On the one hand, it's annoying. On the other hand, it might actually get them to fix things to allow trikes through. Please send him http://www.standardsforhighways.co.uk/ha/standards/ians/pdfs/ian195.pdf and suggest he looks at the pictures and measurements on pages 12 and 13 - he really should be looking at the latest guidance, although I think tricycles were in the 2008 guidance too.


----------



## neil earley (30 Aug 2017)

mjr said:


> On the one hand, it's annoying. On the other hand, it might actually get them to fix things to allow trikes through. Please send him http://www.standardsforhighways.co.uk/ha/standards/ians/pdfs/ian195.pdf and suggest he looks at the pictures and measurements on pages 12 and 13 - he really should be looking at the latest guidance, although I think tricycles were in the 2008 guidance too.

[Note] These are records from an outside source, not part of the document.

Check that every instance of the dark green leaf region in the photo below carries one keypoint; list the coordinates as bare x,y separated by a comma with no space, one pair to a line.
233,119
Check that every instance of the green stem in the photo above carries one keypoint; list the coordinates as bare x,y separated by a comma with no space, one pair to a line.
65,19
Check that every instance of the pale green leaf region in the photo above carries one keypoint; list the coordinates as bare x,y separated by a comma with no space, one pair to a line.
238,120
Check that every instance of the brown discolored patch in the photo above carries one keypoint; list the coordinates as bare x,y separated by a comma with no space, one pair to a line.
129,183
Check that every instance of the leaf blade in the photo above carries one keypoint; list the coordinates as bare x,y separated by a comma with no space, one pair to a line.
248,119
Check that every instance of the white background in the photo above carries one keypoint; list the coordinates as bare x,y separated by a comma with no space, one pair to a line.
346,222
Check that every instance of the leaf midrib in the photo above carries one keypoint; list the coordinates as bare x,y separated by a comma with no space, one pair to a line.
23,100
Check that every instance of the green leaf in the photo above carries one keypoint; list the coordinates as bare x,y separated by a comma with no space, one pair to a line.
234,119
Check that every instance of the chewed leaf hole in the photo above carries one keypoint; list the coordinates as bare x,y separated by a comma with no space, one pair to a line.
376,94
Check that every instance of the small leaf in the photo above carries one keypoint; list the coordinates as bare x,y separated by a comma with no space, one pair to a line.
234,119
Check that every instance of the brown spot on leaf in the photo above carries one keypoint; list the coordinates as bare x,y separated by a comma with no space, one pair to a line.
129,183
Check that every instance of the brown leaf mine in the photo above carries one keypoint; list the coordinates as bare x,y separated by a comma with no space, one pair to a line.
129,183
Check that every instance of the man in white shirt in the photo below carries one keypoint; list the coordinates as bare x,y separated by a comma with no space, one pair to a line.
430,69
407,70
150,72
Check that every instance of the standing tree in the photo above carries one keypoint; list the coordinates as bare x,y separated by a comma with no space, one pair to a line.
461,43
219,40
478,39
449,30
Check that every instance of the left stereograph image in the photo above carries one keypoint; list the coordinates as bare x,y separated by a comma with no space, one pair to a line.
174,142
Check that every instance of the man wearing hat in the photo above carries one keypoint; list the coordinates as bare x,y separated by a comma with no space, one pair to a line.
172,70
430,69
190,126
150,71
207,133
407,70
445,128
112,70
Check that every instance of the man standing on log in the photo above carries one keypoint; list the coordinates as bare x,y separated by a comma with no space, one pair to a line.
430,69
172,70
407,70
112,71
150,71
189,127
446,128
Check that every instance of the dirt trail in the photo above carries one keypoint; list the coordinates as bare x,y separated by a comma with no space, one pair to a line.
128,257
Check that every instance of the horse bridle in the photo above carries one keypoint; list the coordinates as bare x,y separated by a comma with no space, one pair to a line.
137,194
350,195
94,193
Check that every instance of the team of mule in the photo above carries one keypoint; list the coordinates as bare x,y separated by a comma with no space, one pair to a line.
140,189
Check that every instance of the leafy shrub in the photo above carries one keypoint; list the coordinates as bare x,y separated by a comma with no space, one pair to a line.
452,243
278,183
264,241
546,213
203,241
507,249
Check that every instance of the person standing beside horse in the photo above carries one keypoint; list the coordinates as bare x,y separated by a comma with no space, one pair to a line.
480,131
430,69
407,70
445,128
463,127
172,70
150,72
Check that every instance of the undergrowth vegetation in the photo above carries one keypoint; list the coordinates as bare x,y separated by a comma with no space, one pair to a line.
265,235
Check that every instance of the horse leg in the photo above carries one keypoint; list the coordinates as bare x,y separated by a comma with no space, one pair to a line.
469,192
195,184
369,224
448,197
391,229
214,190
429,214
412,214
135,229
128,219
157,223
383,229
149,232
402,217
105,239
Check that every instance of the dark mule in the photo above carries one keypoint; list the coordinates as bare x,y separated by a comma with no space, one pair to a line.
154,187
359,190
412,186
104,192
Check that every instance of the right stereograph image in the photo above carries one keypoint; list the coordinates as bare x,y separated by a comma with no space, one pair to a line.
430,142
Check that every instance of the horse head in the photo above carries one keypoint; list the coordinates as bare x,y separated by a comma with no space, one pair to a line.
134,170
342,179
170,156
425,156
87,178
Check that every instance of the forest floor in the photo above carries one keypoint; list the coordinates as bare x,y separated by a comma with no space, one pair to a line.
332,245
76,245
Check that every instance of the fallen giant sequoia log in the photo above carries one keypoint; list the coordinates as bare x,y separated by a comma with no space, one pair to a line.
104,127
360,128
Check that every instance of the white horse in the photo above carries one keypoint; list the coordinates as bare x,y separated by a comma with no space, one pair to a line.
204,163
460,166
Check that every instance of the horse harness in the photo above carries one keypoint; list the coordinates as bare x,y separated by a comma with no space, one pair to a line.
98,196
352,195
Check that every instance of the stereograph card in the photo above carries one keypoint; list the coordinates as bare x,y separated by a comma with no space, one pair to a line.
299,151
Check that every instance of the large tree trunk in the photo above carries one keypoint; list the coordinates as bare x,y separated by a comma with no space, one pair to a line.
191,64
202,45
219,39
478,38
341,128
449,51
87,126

 Thank you for the pdf in his defense he was quite sympathetic and apologized for his lack of understanding of how hard these barriers are to negotiate on trikes,he is on the case so to speak and has asked me to make an appointment with him with dimensions of a few recumbent trikes, its nice when they respond positively .


----------



## mjr (30 Aug 2017)

neil earley said:


> Thank you for the pdf in his defense he was quite sympathetic and apologized for his lack of understanding of how hard these barriers are to negotiate on trikes,he is on the case so to speak and has asked me to make an appointment with him with dimensions of a few recumbent trikes, its nice when they respond positively .


Yes, but it's also pretty annoying that government officers can be so ignorant about disability access and not tell the difference between a regular tricycle and a disability one - probably he doesn't even know that things like wheelchair tricycles exist. Surely few professionals are so ignorant about how their work can disadvantage or even harm people with disabilities? It's a failure of training and oversight more than any one officer's fault IMO.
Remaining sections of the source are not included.